Did you know that you were going to be edited as a villain on The Bachelor?
No! I thought I was going to get the sook edit because I cried almost every day!
Since the show, you’ve amassed a huge following on social media, and you’ve used your platform to speak about many important issues. Had you not had that following, how else would you be championing these issues?
Before the show, my friends and I would talk about these issues all the time. I think that the best way to go around it is through real and raw conversations on issues like abortion rights, microaggressions when it comes to racism, sexism and xenophobia.
Before The Bachelor, I was a commercial real estate analyst. I would spend a lot of my time educating those I worked with, who were oblivious and uninformed on these social justice issues. I was having one-on-one conversations with the goal of creating action.

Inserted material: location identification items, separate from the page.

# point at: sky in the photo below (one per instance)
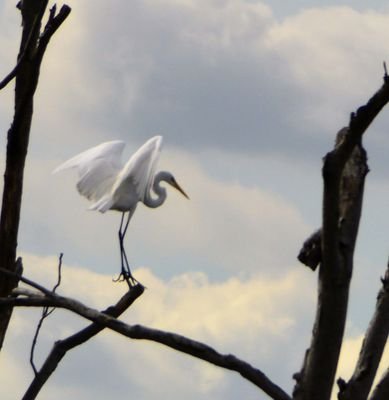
(248, 96)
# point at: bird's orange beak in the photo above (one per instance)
(179, 188)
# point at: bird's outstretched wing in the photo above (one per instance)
(140, 168)
(97, 168)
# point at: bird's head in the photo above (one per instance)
(172, 182)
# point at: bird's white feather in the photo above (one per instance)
(139, 170)
(97, 168)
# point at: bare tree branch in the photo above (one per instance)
(172, 340)
(359, 386)
(344, 172)
(45, 313)
(61, 347)
(26, 79)
(381, 391)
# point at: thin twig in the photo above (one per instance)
(45, 313)
(61, 347)
(359, 385)
(175, 341)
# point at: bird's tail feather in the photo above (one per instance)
(103, 204)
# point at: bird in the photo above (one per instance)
(111, 185)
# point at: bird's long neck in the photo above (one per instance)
(149, 201)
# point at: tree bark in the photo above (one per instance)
(344, 172)
(32, 48)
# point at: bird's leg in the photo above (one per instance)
(125, 273)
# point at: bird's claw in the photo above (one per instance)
(126, 276)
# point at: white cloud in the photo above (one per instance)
(225, 229)
(234, 316)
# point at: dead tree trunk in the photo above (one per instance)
(26, 74)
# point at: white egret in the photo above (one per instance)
(110, 185)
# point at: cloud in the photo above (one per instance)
(268, 313)
(226, 228)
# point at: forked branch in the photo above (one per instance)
(344, 172)
(103, 320)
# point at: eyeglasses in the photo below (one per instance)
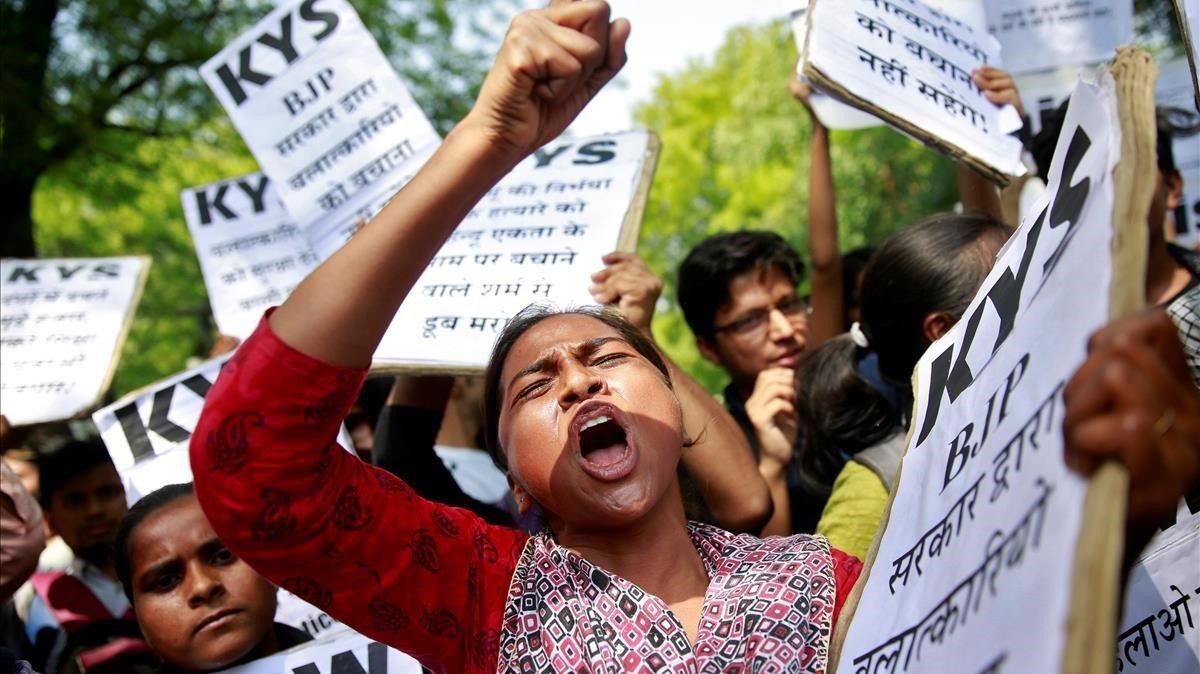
(793, 308)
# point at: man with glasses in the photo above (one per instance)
(738, 295)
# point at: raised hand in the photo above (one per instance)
(1132, 401)
(553, 61)
(999, 86)
(630, 284)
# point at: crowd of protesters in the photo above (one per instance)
(619, 505)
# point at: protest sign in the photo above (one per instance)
(251, 253)
(832, 113)
(1188, 14)
(65, 322)
(910, 65)
(1044, 92)
(343, 653)
(1158, 631)
(1062, 34)
(323, 112)
(535, 238)
(994, 543)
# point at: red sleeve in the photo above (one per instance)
(846, 570)
(354, 540)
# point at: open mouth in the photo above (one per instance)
(603, 440)
(216, 620)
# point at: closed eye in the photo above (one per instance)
(532, 389)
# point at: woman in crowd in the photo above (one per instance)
(915, 289)
(580, 408)
(199, 607)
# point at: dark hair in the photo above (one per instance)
(1170, 122)
(709, 268)
(519, 325)
(839, 413)
(852, 265)
(935, 265)
(145, 506)
(70, 459)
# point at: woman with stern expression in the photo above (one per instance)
(580, 409)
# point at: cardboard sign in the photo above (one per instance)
(535, 238)
(910, 65)
(251, 253)
(833, 113)
(147, 434)
(323, 112)
(65, 322)
(973, 572)
(343, 653)
(1188, 14)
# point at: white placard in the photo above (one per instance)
(1161, 621)
(973, 571)
(343, 653)
(64, 324)
(147, 433)
(1175, 89)
(1188, 14)
(251, 253)
(831, 112)
(322, 110)
(535, 238)
(1048, 34)
(915, 62)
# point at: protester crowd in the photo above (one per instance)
(625, 506)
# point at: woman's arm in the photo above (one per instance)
(331, 529)
(405, 439)
(341, 534)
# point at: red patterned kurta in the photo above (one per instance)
(435, 581)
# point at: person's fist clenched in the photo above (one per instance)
(551, 64)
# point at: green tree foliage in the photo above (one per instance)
(78, 76)
(111, 151)
(736, 155)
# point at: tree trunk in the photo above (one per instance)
(18, 228)
(25, 38)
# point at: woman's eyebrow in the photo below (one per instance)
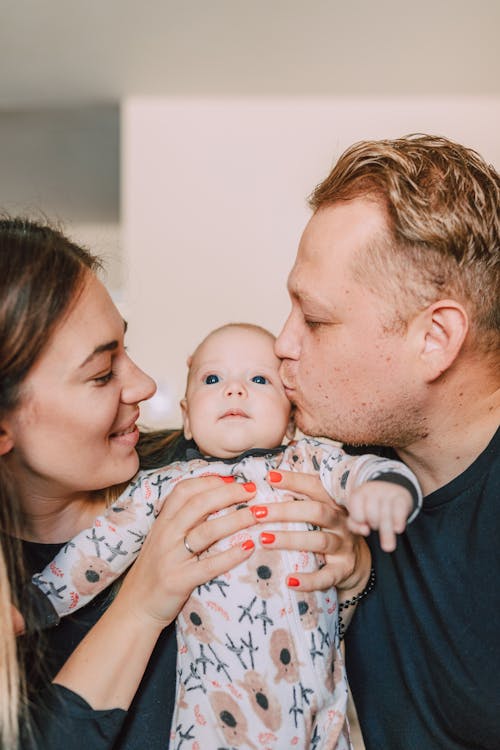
(107, 347)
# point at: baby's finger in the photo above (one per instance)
(321, 541)
(358, 527)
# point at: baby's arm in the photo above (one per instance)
(99, 555)
(379, 493)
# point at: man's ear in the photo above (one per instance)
(185, 419)
(6, 440)
(443, 329)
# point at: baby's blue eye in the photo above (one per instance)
(260, 379)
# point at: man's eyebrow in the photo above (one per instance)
(109, 346)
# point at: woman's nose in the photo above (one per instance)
(138, 386)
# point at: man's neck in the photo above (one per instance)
(454, 441)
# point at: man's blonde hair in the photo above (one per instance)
(442, 203)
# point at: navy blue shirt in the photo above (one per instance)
(423, 649)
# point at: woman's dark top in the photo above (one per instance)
(61, 719)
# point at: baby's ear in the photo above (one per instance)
(6, 440)
(185, 419)
(291, 429)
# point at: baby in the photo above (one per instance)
(259, 664)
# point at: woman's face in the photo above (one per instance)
(75, 428)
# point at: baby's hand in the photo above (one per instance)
(379, 505)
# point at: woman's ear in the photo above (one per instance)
(445, 325)
(6, 440)
(185, 419)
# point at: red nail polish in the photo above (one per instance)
(259, 511)
(275, 476)
(267, 538)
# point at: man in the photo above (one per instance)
(393, 340)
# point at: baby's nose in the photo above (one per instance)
(235, 388)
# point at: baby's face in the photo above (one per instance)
(235, 400)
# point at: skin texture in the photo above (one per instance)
(355, 376)
(75, 429)
(235, 399)
(344, 368)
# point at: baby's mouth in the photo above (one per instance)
(234, 413)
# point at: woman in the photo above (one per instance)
(69, 399)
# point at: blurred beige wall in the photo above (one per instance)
(214, 202)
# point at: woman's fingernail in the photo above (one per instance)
(259, 511)
(275, 476)
(267, 538)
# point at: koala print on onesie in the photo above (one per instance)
(259, 664)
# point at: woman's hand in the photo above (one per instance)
(120, 644)
(347, 557)
(165, 572)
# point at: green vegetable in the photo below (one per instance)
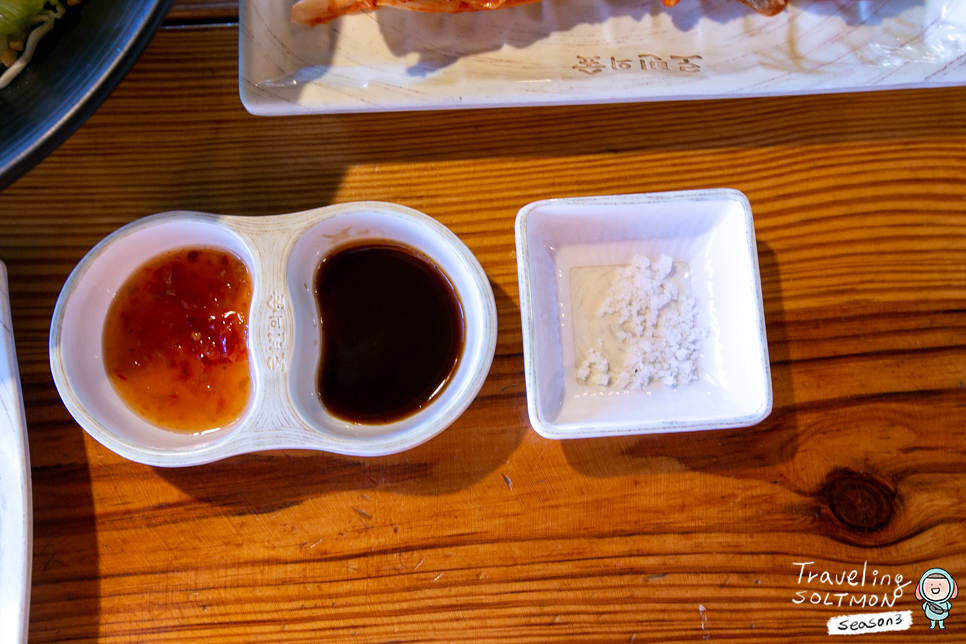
(15, 16)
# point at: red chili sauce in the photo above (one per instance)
(392, 332)
(176, 340)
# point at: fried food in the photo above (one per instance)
(317, 12)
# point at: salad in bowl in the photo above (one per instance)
(22, 24)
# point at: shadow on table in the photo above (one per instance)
(743, 452)
(65, 594)
(476, 445)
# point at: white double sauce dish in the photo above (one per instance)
(283, 254)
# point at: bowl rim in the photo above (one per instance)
(67, 120)
(551, 430)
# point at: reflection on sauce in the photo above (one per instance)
(392, 332)
(176, 340)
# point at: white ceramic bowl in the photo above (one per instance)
(282, 253)
(709, 231)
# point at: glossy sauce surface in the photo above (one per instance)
(392, 332)
(176, 340)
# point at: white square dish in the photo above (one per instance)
(564, 52)
(710, 235)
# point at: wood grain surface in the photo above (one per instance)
(489, 533)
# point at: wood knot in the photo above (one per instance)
(859, 501)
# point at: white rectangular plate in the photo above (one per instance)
(16, 510)
(561, 52)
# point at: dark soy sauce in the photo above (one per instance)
(392, 331)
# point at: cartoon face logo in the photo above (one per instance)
(936, 590)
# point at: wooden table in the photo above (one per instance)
(490, 533)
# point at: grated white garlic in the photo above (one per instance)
(660, 339)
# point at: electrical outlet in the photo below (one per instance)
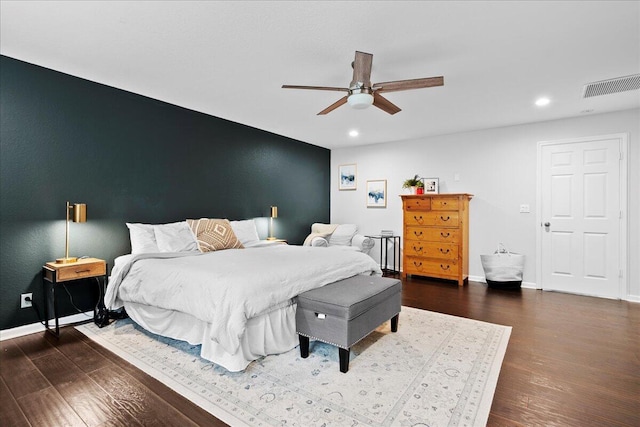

In July, you posted a caption about why we shouldn’t use weight loss as a compliment. Given your own journey with body confidence, what would you advise young women and girls who are struggling to separate themselves from society’s expectations about what a woman’s body ‘should’ look like?
There are a lot of different reasons as to why you shouldn’t say that [comments about weight loss] to someone. For me, a couple of years ago (and then after the Bachelor), when I was severely depressed and had issues with suicidal ideation, I lost weight.
I lose weight because when my depression is bad and I’m anxious because I simply don’t eat. In essence, when I’m losing weight, it means that I’m very mentally unhealthy but if I’m at the same size then I’m mentally happy and healthy.
When I was anxious, everyone was praising my body. This would, in a weird twisted way, make me grateful for the anxiety. There are obviously more severe versions of eating disorders, but ultimately comments about weight are very triggering.
With regards to my body confidence journey, I still have days where I can’t look in the mirror. Yesterday, for example, I was drying myself while looking away from the mirror because sometimes I just feel a bit yuck.
When you say to someone “you look so good, you have lost some weight”, it implies that gaining weight is a bad thing and that therefore being a bigger size is a bad thing. This all contributes to fat-phobia in society. That is the overriding issue that really irritates me.
A huge factor that can affect our perception of ourselves and how we look is social media. It really does depend on who you follow, but there are many influencers who are still unrealistically editing their bodies and images. It’s not like it was five years ago where you could tell if someone had used the Facetune app — these edits are much more subtle and refined.
What I recommend is to unfollow any accounts that you “envy follow”. I think many of us follow people out of envy because they are better looking, or lead a glamorous lifestyle. A couple of years ago, I unfollowed anyone that I “envy followed” and this changed my whole perspective. It’s all about having control over what media you consume.
In reality, no matter how much weight you lose, and no matter how many times you say “I love you” in the mirror to yourself, your relationship with your body is not going to change if you have that constant stream of unrealistic beauty standards.
Any finally — the fun part — what are your plans and goals for the next year?
To start and finish my book that I’m writing! And to have a month of holidays. So, the goal is to write my book and then take a month off… I’m just so tired!
I hope to leave my phone, go off to the Bunya Mountains and just do yoga for a month.